Senhor João (nome fictício), vou ter de lhe pedir que fique sossegado!, disse a Juíza. Senhor João, vou ter de lhe pedir que não volte a interromper e fale apenas quando lhe for dada a vez!, viu-se a Juíza obrigada a dizer já num tom mais alto. O senhor João estava visivelmente incomodado. Não era apenas de agora. Mas naquele momento estava ainda mais incomodado do que o habitual. Aquilo que estava a ser dito pelo advogado era contrário ao que o senhor João tinha afirmado. E o senhor João não estava a conseguir aguentar aquilo que ele já tinha chamado de mentiras e queria dizer a verdade. Senhor João, se voltar a chamar mentiroso em tribunal vou ter de pedir ao agente de autoridade que o retire da sala de tribunal, disse-lhe a Juíza já num tom visivelmente transtornada com a situação. Eu só quero dizer a verdade, repetia o senhor João. Sempre ouvi dizer que a Justiça é cega e serve de forma igual todas as pessoas!, ouvia-se o senhor João dizer. Os advogados pareciam estar a começar a ficar igualmente impacientes, inclusive o advogado do senhor João, que se dirigiu a este e o segurou no braço para lhe dizer junto ao ouvido de que teria de se controlar. O senhor João não conseguiu aguentar e empurrou o seu advogado que entretanto acabou por cair no chão. O senhor João levantou-se e procurou dirigir-se para o seu advogado com intenção de o ajudar a levantar. Enquanto isso a Juíza pedia ao agente da PSP em sala que procura-se retirar o senhor João da sala. Sempre ouvi dizer que a Justiça é cega e serve de forma igual todas as pessoas!, ouvia-se o senhor João gritar enquanto era retirado da sala de tribunal e a sessão era adiada.

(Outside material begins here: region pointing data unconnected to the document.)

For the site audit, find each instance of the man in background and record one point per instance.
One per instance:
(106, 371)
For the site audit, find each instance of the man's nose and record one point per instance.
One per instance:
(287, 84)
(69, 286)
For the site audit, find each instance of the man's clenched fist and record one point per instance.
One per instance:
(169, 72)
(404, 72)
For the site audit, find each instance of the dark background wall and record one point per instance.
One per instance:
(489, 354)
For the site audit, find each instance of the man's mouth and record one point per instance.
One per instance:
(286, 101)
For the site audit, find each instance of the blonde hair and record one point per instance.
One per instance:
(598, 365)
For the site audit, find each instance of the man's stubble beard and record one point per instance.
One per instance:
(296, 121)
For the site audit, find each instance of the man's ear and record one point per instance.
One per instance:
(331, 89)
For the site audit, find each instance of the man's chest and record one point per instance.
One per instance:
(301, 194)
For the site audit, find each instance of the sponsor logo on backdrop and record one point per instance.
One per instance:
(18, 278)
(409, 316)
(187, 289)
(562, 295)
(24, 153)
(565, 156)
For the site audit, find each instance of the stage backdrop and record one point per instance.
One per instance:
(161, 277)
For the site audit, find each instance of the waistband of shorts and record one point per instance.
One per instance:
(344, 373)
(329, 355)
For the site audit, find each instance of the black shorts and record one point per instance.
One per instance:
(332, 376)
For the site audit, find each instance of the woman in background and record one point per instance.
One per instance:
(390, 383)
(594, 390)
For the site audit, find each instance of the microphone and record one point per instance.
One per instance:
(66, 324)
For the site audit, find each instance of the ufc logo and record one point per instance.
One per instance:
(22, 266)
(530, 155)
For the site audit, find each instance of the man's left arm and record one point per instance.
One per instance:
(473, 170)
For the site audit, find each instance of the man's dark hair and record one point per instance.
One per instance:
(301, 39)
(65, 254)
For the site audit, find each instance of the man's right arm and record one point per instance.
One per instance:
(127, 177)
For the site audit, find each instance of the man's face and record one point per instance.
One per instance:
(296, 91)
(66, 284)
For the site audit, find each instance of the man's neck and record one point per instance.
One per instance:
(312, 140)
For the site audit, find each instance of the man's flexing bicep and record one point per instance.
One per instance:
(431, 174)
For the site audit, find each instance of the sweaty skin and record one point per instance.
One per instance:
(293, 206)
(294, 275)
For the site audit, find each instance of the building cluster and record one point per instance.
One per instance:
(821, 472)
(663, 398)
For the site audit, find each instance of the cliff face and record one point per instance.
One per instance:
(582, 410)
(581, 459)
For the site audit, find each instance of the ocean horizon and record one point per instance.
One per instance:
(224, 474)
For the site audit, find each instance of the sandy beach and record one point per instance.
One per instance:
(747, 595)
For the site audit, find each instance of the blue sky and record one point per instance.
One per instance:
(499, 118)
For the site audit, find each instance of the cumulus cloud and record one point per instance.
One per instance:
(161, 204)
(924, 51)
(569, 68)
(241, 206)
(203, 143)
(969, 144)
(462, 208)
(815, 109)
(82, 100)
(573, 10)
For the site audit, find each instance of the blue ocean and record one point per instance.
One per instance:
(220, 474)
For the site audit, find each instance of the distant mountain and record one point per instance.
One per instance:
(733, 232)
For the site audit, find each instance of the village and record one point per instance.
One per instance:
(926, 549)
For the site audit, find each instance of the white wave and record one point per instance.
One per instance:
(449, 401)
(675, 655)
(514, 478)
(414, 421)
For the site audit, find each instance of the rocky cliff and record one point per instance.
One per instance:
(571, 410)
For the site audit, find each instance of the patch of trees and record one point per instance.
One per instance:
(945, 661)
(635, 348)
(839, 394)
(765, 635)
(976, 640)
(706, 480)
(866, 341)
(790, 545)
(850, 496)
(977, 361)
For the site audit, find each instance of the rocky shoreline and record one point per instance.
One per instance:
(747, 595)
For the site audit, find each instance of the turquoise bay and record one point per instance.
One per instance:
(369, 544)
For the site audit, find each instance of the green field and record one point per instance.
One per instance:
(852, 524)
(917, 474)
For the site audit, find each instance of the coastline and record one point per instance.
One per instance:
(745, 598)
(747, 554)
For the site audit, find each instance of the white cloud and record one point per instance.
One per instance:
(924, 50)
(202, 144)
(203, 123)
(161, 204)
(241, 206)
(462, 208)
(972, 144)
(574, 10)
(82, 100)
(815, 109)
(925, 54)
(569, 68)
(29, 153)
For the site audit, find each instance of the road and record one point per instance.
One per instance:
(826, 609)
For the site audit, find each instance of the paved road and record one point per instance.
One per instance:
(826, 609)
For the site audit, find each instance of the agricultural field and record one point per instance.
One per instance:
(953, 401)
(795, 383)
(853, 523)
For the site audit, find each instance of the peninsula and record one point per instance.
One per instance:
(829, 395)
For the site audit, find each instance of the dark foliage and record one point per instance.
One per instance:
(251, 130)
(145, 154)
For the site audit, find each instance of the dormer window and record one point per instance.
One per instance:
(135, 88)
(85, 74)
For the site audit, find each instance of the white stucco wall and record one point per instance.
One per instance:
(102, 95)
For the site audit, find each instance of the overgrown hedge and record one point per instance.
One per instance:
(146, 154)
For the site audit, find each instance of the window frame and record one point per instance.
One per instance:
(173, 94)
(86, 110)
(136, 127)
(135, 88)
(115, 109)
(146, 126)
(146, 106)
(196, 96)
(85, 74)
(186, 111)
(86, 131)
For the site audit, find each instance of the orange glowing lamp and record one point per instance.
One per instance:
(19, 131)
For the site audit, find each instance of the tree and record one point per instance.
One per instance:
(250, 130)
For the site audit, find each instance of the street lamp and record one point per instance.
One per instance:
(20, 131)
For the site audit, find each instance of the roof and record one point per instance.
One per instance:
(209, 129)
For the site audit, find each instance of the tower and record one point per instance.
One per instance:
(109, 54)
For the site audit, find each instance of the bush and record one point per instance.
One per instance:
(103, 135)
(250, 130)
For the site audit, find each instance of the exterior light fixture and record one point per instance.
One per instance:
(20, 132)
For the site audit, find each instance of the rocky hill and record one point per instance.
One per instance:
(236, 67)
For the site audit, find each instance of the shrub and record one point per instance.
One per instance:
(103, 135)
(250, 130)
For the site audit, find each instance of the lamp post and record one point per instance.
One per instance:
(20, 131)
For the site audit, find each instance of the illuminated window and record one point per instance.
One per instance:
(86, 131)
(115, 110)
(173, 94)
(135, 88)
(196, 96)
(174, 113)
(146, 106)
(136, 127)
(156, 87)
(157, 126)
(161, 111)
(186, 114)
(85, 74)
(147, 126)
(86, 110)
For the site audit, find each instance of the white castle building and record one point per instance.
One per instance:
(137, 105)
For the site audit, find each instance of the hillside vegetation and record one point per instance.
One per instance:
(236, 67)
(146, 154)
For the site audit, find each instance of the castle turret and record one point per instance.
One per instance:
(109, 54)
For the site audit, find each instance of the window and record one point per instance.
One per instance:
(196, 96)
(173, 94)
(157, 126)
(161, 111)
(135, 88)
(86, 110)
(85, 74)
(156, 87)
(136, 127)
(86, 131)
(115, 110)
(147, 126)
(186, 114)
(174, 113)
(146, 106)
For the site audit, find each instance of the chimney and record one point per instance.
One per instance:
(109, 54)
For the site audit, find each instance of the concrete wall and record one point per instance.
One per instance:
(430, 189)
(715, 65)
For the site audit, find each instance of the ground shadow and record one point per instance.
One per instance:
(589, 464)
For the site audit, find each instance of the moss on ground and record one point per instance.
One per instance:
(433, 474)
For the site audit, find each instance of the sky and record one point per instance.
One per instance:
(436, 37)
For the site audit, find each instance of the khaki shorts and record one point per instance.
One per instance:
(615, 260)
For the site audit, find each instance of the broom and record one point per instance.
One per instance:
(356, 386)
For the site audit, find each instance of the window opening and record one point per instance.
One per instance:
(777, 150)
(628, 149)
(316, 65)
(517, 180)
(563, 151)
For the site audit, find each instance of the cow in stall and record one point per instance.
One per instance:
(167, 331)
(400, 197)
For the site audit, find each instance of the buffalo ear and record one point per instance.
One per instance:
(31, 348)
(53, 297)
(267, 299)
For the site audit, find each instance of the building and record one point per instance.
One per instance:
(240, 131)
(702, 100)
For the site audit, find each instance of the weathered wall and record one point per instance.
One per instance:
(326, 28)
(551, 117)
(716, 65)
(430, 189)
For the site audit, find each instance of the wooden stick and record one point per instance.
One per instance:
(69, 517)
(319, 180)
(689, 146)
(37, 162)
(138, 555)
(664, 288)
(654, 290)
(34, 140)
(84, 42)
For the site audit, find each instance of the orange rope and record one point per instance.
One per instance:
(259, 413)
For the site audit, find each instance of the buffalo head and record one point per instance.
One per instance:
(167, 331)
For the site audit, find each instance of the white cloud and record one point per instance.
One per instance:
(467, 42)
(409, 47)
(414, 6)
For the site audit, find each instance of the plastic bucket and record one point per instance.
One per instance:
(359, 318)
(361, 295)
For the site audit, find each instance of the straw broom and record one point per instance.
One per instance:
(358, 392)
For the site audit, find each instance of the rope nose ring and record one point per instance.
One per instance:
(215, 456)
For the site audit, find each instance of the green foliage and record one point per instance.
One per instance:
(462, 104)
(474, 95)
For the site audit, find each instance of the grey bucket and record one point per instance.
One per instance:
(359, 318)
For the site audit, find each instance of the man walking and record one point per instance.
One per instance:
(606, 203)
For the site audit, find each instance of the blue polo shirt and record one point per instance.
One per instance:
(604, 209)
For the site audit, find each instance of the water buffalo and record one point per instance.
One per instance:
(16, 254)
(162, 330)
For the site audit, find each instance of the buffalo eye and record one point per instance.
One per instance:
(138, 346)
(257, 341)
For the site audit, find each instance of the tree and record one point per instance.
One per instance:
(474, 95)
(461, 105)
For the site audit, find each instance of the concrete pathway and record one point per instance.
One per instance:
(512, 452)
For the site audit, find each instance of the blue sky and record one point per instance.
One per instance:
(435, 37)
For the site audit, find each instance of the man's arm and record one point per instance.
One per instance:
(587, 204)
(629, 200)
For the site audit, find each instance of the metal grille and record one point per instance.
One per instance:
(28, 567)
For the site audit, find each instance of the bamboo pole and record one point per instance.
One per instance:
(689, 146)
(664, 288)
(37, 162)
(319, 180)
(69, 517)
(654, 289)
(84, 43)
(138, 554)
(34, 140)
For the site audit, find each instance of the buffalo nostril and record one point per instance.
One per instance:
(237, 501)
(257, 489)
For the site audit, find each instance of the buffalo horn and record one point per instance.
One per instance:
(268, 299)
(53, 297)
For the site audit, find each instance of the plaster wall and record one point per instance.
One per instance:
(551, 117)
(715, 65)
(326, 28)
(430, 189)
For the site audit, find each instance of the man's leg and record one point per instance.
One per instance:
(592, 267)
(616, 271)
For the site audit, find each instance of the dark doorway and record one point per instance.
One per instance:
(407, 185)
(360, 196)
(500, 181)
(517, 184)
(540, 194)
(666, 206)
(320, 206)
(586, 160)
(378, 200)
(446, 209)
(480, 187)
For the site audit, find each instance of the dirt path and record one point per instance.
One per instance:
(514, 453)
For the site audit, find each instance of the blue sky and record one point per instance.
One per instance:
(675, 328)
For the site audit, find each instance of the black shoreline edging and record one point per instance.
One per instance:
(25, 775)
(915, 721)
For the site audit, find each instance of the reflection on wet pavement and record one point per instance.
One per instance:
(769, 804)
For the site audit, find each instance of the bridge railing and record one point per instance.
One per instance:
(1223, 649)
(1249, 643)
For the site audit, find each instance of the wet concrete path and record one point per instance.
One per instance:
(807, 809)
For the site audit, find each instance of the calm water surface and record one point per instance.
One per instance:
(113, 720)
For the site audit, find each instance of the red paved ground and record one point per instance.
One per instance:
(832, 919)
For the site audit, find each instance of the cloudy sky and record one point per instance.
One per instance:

Esta é uma situação criada por mim. Poderia ser perfeitamente uma situação de uma qualquer série que muitos já viram na Netflix, modéstia à parte. Mas também poderia ser uma situação de um senhor João ou de uma senhora Maria, ou de um jovem ou criança com um diagnóstico de Perturbação do Espectro do Autismo e que o tribunal, a Juíza, os advogados de ambas as parte e o próprio agente de autoridade não estavam capazes, informados ou sensibilizados para saber como intervir.
É fundamental que para que o sistema Judicial possa funcionar da forma mais adequada, possa ele próprio, assim como todas as pessoas que nele intervêm e participam, directa ou indirectamente, possam estar capacitados para lidar com as pessoas que contactam com ele. Independentemente das razões que levam as pessoas a contactar com o sistema Judicial, sejam vitimas, perpetuadores de algum tipo de crime, testemunhas, etc. É fundamental que todos eles possam estar capazes de dar uma melhor resposta e adequada às características das pessoas e não estejam enviesadamente a interpretar comportamentos de uma forma negativa quando os mesmo podem ter um outro enquadramento.